In India, being a widow was the worst that could befall a woman. She had no support left, no social standing and she was forced to lead a life of deprivation and seclusion. But that’s not my story. I was always self-sufficient, independent, and fortunately a part of urban India.
The day G died I had to travel 8 hours in the middle of the night to reach him. I barely carried enough clothes; I didn’t have the presence of mind to put on my red bindi, green bangles and mangalsutra – symbols of marriage important in his culture. So when I did find out he is no more, there was no possibility of actually removing the ornaments. If I was wearing them, I’m sure i’d have had to take them off, but thankfully I was spared the ritual. I don’t even know how they do it!
But even though there were no ceremonies, I haven’t felt like dressing up since that day. I was someone who went to the parlor every week, changed my hair style often, wore dresses and towering heels, put on bright nail paints and lipsticks and generally felt good when I looked good. And G loved to see me dressed up. And that’s why I think I stopped doing it, because he won’t be able to look at me anymore. Now the heels are packed, make up is untouched, and parlor visits happen only to massage away the headache that never seems to leave me.
Every morning when I was getting ready for office, he’s get up and watch me.
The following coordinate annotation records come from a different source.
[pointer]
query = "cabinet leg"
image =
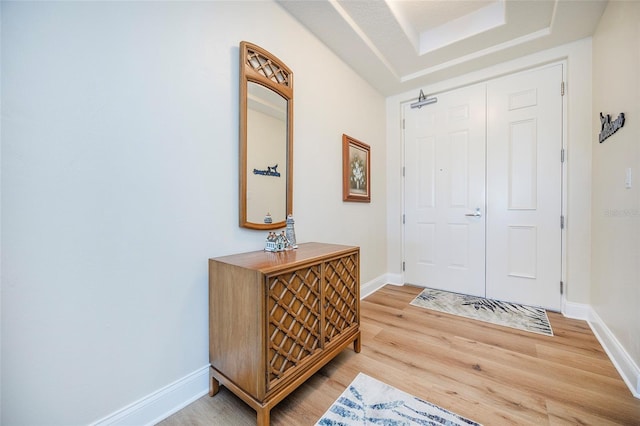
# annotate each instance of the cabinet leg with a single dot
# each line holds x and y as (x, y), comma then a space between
(263, 416)
(214, 386)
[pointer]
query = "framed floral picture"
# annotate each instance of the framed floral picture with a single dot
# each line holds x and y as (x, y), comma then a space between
(356, 170)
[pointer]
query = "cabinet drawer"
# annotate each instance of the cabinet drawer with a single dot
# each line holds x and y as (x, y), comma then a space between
(341, 295)
(294, 320)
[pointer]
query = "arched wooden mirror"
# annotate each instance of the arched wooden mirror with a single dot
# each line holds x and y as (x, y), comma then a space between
(266, 139)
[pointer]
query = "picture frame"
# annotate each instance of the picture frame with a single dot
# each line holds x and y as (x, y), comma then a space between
(356, 170)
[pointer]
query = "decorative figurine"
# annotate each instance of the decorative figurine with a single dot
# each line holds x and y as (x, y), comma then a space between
(291, 233)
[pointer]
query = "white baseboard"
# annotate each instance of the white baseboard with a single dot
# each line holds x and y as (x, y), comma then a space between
(625, 365)
(376, 284)
(162, 403)
(623, 362)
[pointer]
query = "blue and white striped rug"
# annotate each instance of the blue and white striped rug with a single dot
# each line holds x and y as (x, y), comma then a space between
(514, 315)
(368, 401)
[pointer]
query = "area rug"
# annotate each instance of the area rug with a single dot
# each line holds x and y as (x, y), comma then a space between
(521, 317)
(368, 401)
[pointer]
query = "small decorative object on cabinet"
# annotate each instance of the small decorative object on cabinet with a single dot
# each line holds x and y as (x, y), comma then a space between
(277, 318)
I couldn’t leave home before he’d seen me and given me a hug. If I was out of the room and he woke up, he’d think I left without meeting him. And then he’d call my name till I rushed in and reassured him that I haven’t left yet. He had to see me decked up and tell me that I look hot.
Now I don’t dress up because I know his compliments and hugs will not follow. I’m ok with shabbiness, not with loneliness.